Michael Dobbs war einer der engsten Vertrauten Margaret Thatchers. Sein Roman "House of Cards" wurde erst zum Bestseller, dann zur BBC-Fernsehserie und 2013 zur Netflix-Web-Serie. Im Corsogespräch verrät Dobbs, warum seine Bücher auch nach 27 Jahren so aktuell wie eh und je sind - und die Serie die industrielle Revolution des Fernsehens einläutet.

Michael Dobbs im Gespräch mit Eric Leimann |
    Kevin Spacey spielt Frank Underwood in "House of Cards"
    Kevin Spacey spielt Frank Underwood in "House of Cards" - einen unglaublich bösen Politiker mit Ambitionen auf das Weiße Haus. (picture-alliance / dpa / Melinda Sue Gordon)
    Eric Leimann: Ihr Buch "House of Cards" ist 27 Jahre alt. Was hat sich seitdem in der Politik verändert, das Sie vielleicht in der neuen TV-Serie berücksichtigen müssen?
    Michael Dobbs: In der Politik hat sich fast nichts verändert. Sie funktioniert genau wie vor 2.000 Jahren, als Julius Cäsar auf den Stufen des Capitols niedergestochen wurde. Politik ist hart, brutal und blutig. Es geht um sehr wichtige Dinge, da gibt es keine einfachen Entscheidungen. All diese Faktoren sind ebenso gleich geblieben wie der Ehrgeiz, die Boshaftigkeit und auch die Verletzlichkeit des Menschen. Die Serie erzählt ja viel mehr von Menschen als von der Politik.
    Leimann: Wie stark mischen Sie sich ein, wenn es um die US-Version von "House of Cards" geht?
    Dobbs: Wenn Sie als Autor Ihr Buch verkaufen, dann ist es so, als hätten Sie Ihr Haus verkauft. Die neuen Eigentümer erwarten, dass man seine Sachen packt und alles wegräumt, damit sie renovieren und sich nach ihrem Geschmack einrichten können. Manche reißen auch ab und bauen einfach neu - selbst das müsste man schlucken. Bei der US-Serie "House of Cards" war es anders. Die Käufer sagten mir: Wir wollen, dass du dabei bist, denn du bist Ursprung und Erbe dieser Erzählung. Natürlich kann ich nicht die ganze Zeit beim Dreh dabei sein, denn ich habe in Westminster zu tun und noch vieles mehr. Trotzdem fliege ich so oft nach Amerika wie es geht. Ich lese alle Drehbücher, schaue Arbeitsversionen der Folgen und so weiter.
    Leimann: Sie werden mit David Fincher, Kevin Spacey und einigen anderen als "Executive Producer" der Serie genannt.

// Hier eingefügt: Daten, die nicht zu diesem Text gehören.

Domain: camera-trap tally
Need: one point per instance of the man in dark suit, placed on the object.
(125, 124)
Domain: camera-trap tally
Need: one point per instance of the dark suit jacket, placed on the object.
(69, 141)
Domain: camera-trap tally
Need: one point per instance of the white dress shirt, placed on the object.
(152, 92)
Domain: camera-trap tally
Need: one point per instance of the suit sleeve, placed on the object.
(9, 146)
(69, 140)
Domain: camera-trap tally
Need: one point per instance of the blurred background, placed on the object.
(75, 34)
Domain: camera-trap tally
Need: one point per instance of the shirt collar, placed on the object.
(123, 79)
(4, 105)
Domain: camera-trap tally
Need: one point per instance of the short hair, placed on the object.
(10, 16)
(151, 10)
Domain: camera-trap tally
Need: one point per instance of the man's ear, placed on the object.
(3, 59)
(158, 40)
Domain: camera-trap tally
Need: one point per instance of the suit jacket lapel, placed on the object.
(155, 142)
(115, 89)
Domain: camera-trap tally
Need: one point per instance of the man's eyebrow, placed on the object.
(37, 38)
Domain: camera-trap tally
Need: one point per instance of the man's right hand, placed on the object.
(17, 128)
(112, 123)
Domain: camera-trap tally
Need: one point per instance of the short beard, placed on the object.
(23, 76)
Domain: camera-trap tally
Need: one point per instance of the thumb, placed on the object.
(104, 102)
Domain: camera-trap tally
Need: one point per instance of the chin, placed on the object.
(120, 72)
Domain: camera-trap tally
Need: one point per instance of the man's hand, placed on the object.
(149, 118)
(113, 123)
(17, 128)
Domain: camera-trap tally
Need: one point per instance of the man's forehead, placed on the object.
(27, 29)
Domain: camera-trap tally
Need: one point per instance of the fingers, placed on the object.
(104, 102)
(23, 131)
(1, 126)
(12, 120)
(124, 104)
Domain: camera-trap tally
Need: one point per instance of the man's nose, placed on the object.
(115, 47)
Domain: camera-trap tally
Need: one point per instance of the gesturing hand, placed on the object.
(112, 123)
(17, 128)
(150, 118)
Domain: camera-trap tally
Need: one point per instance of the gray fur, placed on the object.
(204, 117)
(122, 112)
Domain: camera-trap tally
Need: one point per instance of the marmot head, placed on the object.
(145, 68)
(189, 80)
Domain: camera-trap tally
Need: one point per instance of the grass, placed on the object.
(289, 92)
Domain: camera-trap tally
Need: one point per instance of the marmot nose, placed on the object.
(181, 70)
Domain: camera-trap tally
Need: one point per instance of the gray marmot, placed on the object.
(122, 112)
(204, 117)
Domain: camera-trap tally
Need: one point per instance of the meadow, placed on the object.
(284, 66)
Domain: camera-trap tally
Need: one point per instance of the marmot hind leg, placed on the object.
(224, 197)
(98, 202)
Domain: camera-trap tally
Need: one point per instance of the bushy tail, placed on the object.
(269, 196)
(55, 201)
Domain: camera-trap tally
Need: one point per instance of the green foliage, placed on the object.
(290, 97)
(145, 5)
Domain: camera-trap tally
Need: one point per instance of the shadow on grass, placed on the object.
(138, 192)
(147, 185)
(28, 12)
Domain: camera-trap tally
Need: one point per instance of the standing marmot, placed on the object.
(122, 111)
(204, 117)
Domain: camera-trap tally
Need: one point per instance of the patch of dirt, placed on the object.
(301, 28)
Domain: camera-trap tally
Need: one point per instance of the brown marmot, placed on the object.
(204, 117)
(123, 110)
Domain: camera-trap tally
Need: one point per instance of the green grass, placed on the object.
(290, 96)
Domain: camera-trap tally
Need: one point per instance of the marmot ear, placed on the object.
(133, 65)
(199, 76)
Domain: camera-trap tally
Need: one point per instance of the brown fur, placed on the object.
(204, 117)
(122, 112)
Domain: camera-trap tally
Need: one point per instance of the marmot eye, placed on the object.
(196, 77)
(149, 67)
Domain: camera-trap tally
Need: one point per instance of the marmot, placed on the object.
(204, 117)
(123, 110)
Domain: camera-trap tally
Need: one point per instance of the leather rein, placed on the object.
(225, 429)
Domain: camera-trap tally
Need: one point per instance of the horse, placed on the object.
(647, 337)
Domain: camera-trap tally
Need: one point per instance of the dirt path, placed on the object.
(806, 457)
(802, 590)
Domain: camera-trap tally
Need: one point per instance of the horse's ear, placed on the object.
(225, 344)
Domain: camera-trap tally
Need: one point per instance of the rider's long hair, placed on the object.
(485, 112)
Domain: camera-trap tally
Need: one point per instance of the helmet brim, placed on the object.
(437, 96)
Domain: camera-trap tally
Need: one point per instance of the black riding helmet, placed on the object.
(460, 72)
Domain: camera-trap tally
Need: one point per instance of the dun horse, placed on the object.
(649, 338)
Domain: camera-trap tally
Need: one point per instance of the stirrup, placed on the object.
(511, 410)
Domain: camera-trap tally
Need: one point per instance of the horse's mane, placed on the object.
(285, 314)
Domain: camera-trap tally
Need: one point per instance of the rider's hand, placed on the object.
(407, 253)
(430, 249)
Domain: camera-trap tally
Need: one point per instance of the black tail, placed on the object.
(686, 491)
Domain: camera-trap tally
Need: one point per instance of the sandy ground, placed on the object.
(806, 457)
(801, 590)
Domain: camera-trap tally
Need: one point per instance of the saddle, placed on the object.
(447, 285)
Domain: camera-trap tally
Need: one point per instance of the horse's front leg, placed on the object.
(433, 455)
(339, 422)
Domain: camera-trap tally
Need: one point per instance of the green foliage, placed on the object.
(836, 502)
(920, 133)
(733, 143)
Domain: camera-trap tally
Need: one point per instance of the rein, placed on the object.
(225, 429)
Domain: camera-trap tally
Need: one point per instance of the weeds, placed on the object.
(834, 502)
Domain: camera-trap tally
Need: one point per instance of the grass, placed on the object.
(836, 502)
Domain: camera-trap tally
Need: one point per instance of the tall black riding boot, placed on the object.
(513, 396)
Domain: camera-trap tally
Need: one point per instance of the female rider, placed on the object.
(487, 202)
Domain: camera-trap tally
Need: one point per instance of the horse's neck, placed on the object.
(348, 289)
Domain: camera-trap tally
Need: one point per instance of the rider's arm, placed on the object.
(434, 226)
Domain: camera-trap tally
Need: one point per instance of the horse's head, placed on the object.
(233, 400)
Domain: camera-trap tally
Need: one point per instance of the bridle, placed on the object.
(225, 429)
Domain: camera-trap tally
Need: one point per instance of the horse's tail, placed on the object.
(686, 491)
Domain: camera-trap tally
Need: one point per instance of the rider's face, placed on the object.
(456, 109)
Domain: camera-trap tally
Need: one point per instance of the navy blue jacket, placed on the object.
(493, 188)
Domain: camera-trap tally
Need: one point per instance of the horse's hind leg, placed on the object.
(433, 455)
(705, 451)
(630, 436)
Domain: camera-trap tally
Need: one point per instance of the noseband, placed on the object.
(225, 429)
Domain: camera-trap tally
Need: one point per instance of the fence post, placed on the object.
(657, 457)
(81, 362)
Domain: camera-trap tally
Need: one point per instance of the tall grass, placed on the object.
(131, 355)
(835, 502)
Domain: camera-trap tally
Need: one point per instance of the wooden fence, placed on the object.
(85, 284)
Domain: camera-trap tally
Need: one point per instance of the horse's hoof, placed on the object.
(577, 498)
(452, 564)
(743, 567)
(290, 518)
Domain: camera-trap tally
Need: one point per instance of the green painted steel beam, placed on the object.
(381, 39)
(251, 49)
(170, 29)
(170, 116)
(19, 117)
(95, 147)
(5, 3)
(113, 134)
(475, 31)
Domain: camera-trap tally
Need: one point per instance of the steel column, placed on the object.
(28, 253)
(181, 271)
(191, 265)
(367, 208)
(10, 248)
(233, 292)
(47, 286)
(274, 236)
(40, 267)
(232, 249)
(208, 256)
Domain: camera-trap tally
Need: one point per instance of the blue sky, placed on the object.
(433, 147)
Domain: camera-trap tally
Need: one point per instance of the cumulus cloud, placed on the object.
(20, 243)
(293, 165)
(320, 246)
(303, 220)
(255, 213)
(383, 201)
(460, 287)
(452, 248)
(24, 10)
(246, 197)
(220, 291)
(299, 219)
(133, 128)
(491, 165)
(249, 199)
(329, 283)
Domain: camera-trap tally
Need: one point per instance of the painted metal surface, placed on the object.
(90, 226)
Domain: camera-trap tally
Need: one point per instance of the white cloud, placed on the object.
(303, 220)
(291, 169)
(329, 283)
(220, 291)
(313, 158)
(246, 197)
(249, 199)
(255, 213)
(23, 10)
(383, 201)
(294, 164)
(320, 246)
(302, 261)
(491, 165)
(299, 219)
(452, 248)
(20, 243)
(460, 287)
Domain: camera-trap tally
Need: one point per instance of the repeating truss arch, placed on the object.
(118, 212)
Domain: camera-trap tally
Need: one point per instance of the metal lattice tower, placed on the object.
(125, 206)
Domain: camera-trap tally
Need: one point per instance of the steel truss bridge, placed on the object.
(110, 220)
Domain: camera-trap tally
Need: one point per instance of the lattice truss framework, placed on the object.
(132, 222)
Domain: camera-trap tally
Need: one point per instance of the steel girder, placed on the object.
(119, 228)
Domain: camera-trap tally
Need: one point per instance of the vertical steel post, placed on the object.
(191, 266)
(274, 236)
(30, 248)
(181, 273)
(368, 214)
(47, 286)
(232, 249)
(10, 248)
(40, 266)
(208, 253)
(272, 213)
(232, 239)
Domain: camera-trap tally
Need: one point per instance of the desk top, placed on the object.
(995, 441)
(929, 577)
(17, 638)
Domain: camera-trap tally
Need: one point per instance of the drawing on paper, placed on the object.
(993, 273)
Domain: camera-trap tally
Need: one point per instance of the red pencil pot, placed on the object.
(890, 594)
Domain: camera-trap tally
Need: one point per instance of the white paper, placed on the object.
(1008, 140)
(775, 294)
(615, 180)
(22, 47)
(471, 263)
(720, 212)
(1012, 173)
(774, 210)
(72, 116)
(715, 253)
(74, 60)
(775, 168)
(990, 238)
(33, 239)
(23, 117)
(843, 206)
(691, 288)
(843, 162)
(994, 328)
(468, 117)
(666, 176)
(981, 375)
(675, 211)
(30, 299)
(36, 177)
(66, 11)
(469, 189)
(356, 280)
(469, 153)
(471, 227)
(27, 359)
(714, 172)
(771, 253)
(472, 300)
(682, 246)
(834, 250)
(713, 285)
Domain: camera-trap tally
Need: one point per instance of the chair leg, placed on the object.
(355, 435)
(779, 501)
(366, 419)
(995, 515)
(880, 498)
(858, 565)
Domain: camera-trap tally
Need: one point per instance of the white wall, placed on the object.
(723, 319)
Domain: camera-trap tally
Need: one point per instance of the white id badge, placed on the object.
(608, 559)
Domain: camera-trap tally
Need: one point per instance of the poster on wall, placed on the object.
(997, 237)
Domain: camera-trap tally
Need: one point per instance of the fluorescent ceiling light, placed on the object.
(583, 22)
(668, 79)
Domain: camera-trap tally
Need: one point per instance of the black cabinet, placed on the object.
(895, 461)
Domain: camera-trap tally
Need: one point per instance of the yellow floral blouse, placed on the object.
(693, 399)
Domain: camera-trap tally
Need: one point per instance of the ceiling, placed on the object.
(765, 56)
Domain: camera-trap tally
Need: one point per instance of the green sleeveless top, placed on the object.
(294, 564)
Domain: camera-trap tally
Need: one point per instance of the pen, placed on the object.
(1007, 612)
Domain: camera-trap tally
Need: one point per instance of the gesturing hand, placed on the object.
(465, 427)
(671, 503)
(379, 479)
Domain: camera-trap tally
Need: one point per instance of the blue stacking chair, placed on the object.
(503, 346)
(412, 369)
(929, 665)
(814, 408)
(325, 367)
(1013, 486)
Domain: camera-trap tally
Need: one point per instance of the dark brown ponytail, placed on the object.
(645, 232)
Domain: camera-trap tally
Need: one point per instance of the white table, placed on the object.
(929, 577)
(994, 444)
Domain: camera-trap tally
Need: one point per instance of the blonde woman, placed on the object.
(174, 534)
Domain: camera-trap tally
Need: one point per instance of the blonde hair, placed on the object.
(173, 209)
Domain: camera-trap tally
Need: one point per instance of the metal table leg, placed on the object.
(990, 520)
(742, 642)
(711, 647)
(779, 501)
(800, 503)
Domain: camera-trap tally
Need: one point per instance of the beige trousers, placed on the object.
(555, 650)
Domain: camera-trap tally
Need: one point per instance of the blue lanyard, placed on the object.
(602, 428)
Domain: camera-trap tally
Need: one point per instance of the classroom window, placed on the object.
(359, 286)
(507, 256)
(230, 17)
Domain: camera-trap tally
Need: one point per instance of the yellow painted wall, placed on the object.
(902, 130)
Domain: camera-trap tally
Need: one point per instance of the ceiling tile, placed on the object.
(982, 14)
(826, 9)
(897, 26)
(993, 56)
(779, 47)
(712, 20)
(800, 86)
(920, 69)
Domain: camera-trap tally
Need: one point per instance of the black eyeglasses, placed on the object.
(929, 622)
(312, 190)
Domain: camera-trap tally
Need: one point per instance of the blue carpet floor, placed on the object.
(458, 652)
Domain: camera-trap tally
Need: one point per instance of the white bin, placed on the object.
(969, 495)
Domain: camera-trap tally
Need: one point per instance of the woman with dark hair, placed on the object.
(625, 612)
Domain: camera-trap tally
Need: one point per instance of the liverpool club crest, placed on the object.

Sind Sie das?
    Dobbs: Wenn ich drüben in Amerika bin, freuen sich immer alle. Trotzdem würde ich mich eher als Berater denn als Produzent bezeichnen. Ich bin ja nicht nur Autor der Buchvorlage, sondern auch der einzige aktive Politiker im gesamten Projekt. Und doch muss ich Ihnen sagen: Wenn mich morgen ein Bus überfährt, würden Sie es trotzdem hinbekommen, eine dritte Staffel zu drehen - ganz ohne mich. (lacht)
    "Konzept von Netflix ändert die Regeln des alten Fernsehens"
    Leimann: Je länger die Serie läuft, desto mehr hat man den Eindruck, dass sie sich von Ihren Originalgeschichten entfernt. Haben Sie ein Problem damit?
    Dobbs: Ich habe drei Bücher über den "House of Cards"-Kosmos geschrieben. Das Mittlere, "To Play The King", ist so unglaublich britisch, dass die Amerikaner es kaum als Vorlage verwenden können. Natürlich ist das eigene Buch immer wie ein Kind für einen selbst. Seit die Bücher erschienen sind, hat immer wieder mal jemand aus Hollywood bei mir angefragt, ob er eine US-Version davon produzieren dürfte. Wissen Sie, wie Hollywood funktioniert?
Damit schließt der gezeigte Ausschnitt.